We didn't agree on the random part, it's set to 1000ms per loop by default.

1000ms = 20-30MB? on the Intel's, is that something we can agree on or do we wan't more?

--

I've finally reached 30TB + :)

30.18TB Host writes
Media Wear out 82
Re-Allocations still at 4

@Ao1
Interesting link, will do some reading.

Ao1
05-27-2011, 07:16 AM
Here is some more info :)

P/E specs are based on the minimum.

http://www.jedec.org/sites/default/files/docs/JESD47H-01.pdf

Ao1
05-27-2011, 09:39 AM
Delta between most-worn and least-worn Flash blocks: 11
Approximate SSD life Remaining: 92%
Number of bytes written to SSD: 26,432 GB

bulanula
05-27-2011, 08:02 PM
Really nice to see Intel g3 with 25nm nand beat g2 with 34nm nand! !

Ao1
05-27-2011, 10:34 PM
Delta between most-worn and least-worn Flash blocks: 12
Approximate SSD life Remaining: 91%
Number of bytes written to SSD: 28,352 GB

Edit:

Another interesting snipet from the Intel forum:

"Read disturb refers to the property of Nand that the more a block of Nand is read, the more errors are introduced. A brief note about Read Disturb (and other various Nand properties) are discussed in this technical note from Micron:

http://download.micron.com/pdf/technotes/nand/tn2917.pdf


Static data that is read frequently will eventually need to be refreshed or relocated before it reaches the Read Disturb limit because of this Read Disturb property."

Anvil
05-28-2011, 12:14 AM
A lot of good reading in all those links!

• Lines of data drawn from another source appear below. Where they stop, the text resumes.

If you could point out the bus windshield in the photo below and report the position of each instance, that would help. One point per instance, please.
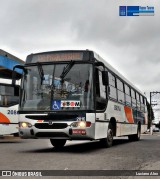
(54, 87)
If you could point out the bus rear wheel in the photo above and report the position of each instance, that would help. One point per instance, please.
(58, 143)
(108, 141)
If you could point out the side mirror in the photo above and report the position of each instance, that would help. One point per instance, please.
(105, 78)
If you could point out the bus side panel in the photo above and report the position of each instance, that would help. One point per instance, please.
(8, 129)
(9, 120)
(91, 117)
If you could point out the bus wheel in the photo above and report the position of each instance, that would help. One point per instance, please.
(58, 143)
(108, 141)
(135, 137)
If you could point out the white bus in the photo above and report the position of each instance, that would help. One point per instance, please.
(9, 100)
(76, 95)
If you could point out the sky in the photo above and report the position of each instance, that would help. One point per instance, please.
(129, 44)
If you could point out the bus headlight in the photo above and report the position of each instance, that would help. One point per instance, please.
(24, 124)
(81, 124)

32.02TB host writes (just seconds ago)
MWI 81

nothing else has changed.

114673

Ao1
05-28-2011, 01:22 AM
I had to reboot to apply Window updates and now it seems that DuraClass has really kicked in on uncompressible data. :mad:

I tried a secure erase from the OCZ toolbox, but it has not helped. When I tried to copy the static data back (mp3's) I could only get around 10MB/s. (Ended up at 8.55MB/s)

The endurance app is currently running at 4.13MB/s :shakes:

Dang, looks like its game over for me unless I can get the MB's back up.

Anvil
05-28-2011, 01:33 AM
I'd let it idle a while. (a few hours)

Pretty strange that it didn't slow down until the reboot?

I also had a reboot today (had been running for 12days ++ without rebooting) and the speed picked up the first initial loops, not much, will check a bit later.

Ao1
05-28-2011, 01:43 AM
It might have occured when the app stopped running or it might have been the reboot. Currently the app is running at 6.52MB/s.

I'm going to do another secure erase, but then I will only run the app with no static data.

If that does not work I will leave it on idle.

Anvil
05-28-2011, 01:47 AM
Sounds like an idea.

If it needs idling it could take days, interesting turn anyways. If full throttling means ~10MB/s it's pretty much "disabled".